Tuesday, August 28, 2007

Sometimes with secret pride I sigh

To think how tolerant I am;
Then wonder which is really mine:
Tolerance or a rubber spine?
Ogden Nash, 'Yes and No', 1938

There's a magazine that gets delivered to the church, monthly, maybe (or possibly quarterly). I flick through it. It's not usually engrossing but there's an article in the current edition about intolerance. It quotes from two books by AC Grayling.

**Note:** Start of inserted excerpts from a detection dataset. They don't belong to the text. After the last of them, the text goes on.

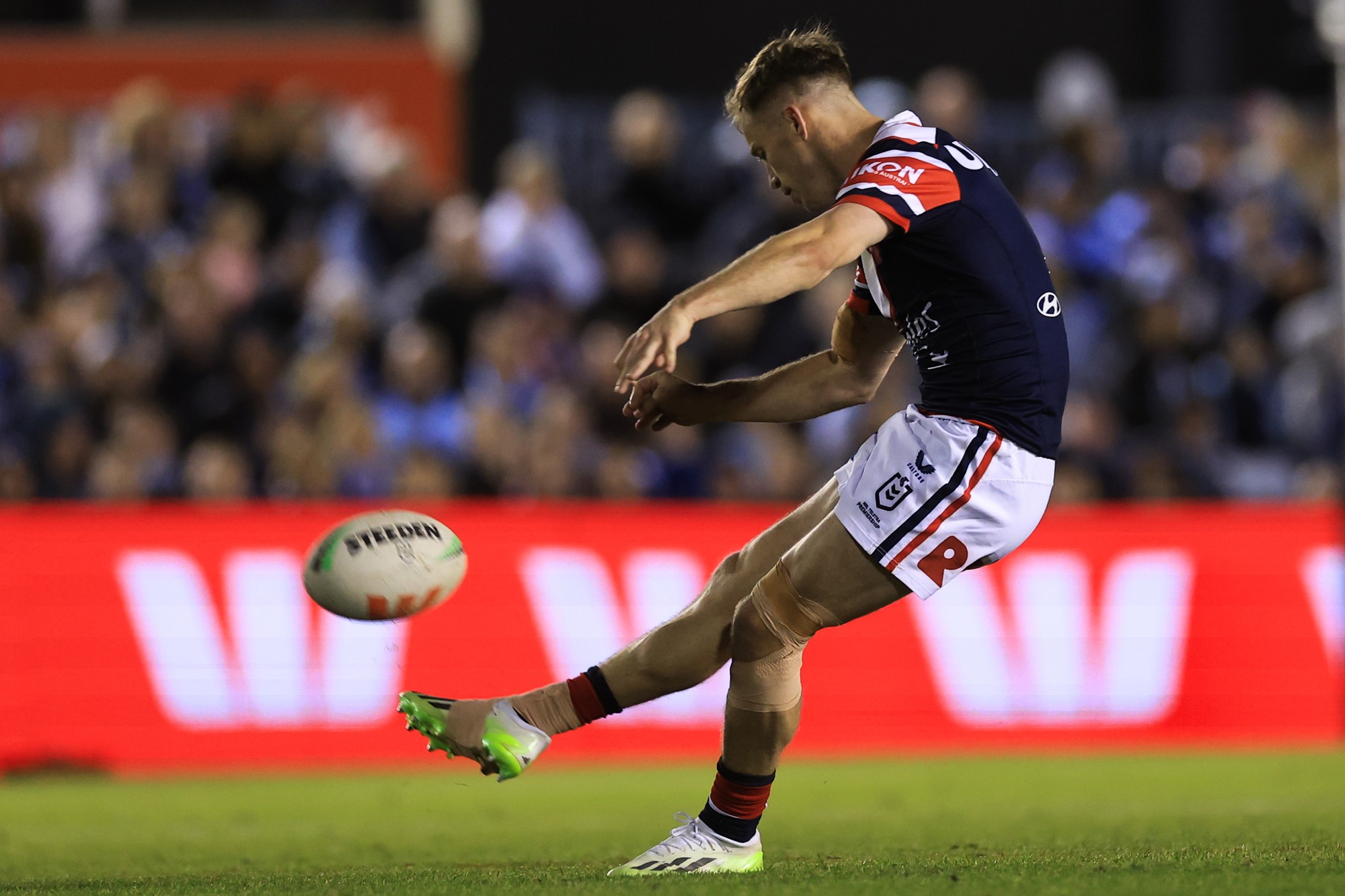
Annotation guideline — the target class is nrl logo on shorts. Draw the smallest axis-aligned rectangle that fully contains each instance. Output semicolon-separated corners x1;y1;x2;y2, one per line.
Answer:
873;474;911;510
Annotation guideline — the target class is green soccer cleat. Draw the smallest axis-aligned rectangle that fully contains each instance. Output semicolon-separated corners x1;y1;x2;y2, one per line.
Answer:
607;813;765;877
397;690;551;780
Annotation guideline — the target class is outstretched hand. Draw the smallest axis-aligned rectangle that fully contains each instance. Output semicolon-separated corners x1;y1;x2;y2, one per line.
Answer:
621;370;702;432
615;301;694;391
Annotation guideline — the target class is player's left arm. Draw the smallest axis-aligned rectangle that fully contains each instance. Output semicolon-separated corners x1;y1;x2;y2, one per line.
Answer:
616;203;893;391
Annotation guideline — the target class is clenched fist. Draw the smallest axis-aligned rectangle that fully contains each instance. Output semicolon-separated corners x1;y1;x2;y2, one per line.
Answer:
621;370;705;430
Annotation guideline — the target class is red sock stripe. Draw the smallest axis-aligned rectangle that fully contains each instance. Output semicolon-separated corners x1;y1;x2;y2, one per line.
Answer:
565;676;607;725
710;774;771;818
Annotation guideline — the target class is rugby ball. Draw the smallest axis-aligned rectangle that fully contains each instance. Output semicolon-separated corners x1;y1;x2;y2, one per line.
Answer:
304;510;467;619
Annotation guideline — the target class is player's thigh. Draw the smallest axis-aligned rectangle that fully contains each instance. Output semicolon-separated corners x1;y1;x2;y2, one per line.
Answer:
687;479;837;624
784;514;911;623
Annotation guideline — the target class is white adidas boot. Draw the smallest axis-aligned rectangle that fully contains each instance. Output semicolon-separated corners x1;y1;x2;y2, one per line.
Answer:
607;813;765;877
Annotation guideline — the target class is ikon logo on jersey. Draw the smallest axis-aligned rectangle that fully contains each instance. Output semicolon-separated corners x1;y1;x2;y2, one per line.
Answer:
850;161;927;186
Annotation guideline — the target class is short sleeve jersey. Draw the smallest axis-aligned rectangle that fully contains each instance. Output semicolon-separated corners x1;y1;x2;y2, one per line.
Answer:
835;112;1069;458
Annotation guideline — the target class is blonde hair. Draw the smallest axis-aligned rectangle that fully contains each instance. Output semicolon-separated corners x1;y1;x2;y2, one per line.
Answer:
724;26;851;124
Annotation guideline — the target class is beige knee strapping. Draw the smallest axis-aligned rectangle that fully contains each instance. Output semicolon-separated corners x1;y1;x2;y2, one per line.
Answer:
728;563;839;713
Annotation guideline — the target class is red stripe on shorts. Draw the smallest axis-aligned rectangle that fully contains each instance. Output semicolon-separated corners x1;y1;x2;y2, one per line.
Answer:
886;433;1003;571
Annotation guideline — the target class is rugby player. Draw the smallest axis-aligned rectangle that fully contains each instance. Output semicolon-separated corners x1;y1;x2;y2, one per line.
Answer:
401;28;1069;874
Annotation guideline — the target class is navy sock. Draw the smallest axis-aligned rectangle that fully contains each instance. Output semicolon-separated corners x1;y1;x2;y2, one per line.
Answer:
701;759;775;844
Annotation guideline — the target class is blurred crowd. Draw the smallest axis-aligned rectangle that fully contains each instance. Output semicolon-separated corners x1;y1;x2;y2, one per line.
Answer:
0;58;1345;502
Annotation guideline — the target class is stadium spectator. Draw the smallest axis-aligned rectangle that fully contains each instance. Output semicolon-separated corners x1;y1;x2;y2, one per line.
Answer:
482;142;603;308
0;71;1345;502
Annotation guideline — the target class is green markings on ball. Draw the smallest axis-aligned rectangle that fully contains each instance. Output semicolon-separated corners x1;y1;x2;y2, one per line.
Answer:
437;536;463;560
313;526;351;572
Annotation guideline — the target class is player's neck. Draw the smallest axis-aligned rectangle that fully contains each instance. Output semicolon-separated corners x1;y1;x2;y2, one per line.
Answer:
830;106;882;179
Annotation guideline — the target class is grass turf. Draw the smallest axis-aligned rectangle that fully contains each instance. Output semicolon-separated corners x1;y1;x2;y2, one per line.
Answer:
0;752;1345;896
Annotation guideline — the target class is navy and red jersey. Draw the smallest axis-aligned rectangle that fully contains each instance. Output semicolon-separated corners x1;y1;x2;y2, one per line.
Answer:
837;112;1069;458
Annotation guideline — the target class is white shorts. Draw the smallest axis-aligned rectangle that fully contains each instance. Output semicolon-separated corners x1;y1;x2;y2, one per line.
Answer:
835;405;1056;598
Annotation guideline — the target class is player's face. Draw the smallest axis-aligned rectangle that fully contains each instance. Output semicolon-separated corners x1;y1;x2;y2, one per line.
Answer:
742;112;839;211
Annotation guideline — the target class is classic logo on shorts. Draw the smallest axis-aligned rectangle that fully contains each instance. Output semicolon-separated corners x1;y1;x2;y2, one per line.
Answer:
873;474;911;510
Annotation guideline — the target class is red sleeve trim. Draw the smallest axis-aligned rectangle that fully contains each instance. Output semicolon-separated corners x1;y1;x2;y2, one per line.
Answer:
835;192;911;231
845;292;878;316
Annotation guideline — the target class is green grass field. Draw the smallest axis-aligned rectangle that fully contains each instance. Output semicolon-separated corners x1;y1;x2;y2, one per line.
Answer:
0;754;1345;896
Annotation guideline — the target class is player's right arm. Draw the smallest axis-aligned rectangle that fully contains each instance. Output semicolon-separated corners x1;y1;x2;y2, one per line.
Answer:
623;304;905;429
616;203;894;391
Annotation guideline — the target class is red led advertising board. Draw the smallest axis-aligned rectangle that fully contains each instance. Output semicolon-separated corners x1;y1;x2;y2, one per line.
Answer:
0;502;1345;772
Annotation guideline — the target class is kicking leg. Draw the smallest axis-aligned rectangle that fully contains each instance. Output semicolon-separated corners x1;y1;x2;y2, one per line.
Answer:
398;479;837;780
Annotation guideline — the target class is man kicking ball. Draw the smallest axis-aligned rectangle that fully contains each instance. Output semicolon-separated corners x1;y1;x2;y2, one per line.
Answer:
399;28;1069;874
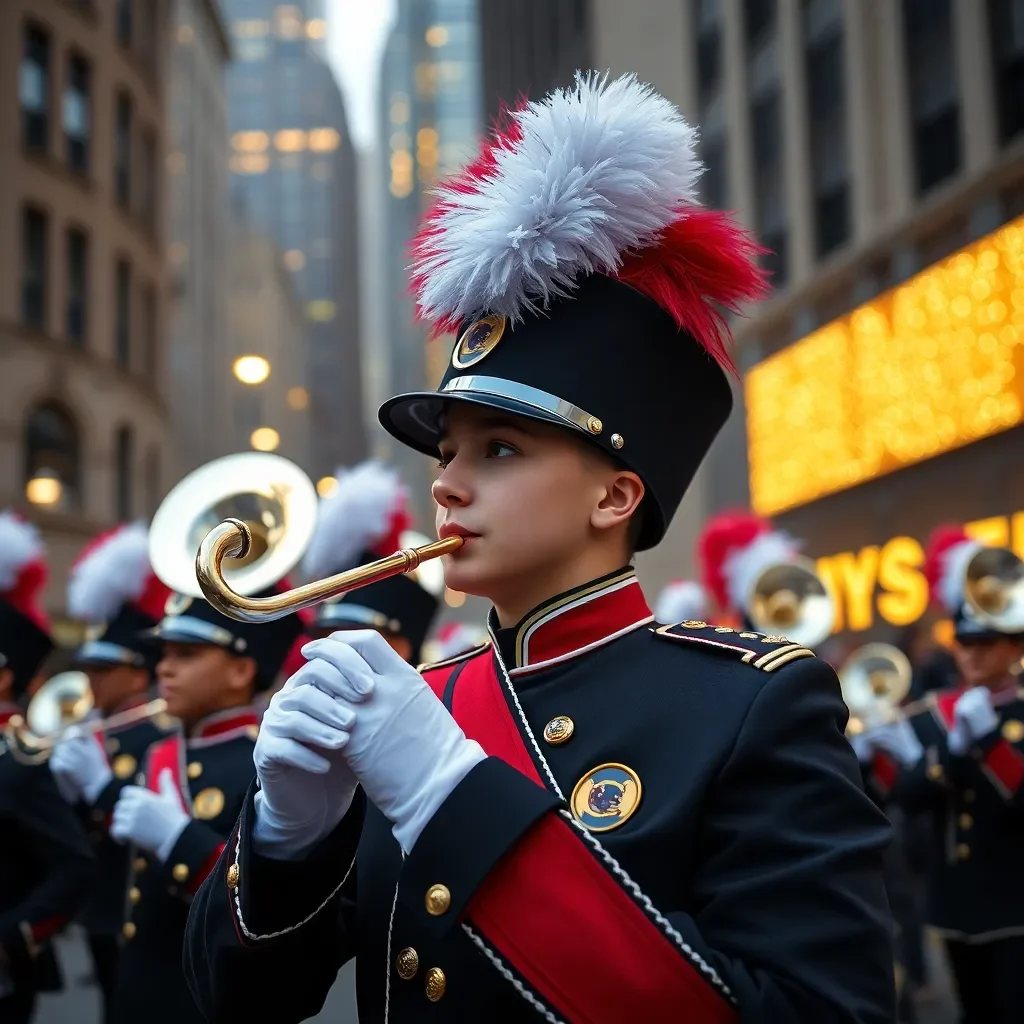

In Against All Gods, he writes, "It is time to demand of believers that they take their personal choices and preferences in these non-rational and too often dangerous matters into the private sphere, like their sexual proclivities."


But in The Meaning of Things, he argues, "An intolerant person ... wishes others to live as he thinks they ought and ... seeks to impose his practices and beliefs upon them."


Hmm.


I am as intolerant of intolerance as the next person. Someone who tries to dictate to me how I should live or what I should or should not do will not retain my attention nor deserve my love.


But I don't believe that is what Christianity is; it's certainly not what God is about. His 'rules' are for our good; his compassion is abundant; his forgiveness is quick.

When he says 'don't' - kill, covet, commit adultery etc - it's because people will end up getting up hurt. And above that, he says, 'Love.'

Grayling also writes, "It is time to demand ... a right to be free of proselytisation and the efforts of self-selected minority groups to impose their own choice of morality and practice on those who do not share their outlook."

I hope I don't proselytise (I just had to look that up in the dictionary and now I'm fairly sure I don't!) or try to impose my beliefs on anyone. As I've said before, we each have a choice; I can only write as it is for me.

There's a huge difference between those whose lives gently demonstrate God's love (Sean from Zac's springs to mind) and those who claim to be mouthpieces for God (fill in the name here).

To think on: the article said, "The mere fact that people distinguish between right and wrong is enough to convict them of intolerance." (Where I have written people, the article said Christians, but I think it applies to anyone.)

And now I have written far too many serious or gloomy posts of late; it's time to lighten up. I'll be back when I've planned my cocktail party ...
xx

2 comments:

Welshcakes Limoncello said...

Great post, Liz. You do not proselytise. If I believed in a god, I would like to believe in the loving one that you do.

Mauigirl said...

Excellent post. I agree with Welshcakes. I don't know if there's a God or not but if there is, I'm sure He/She would approve of your attitude toward religion.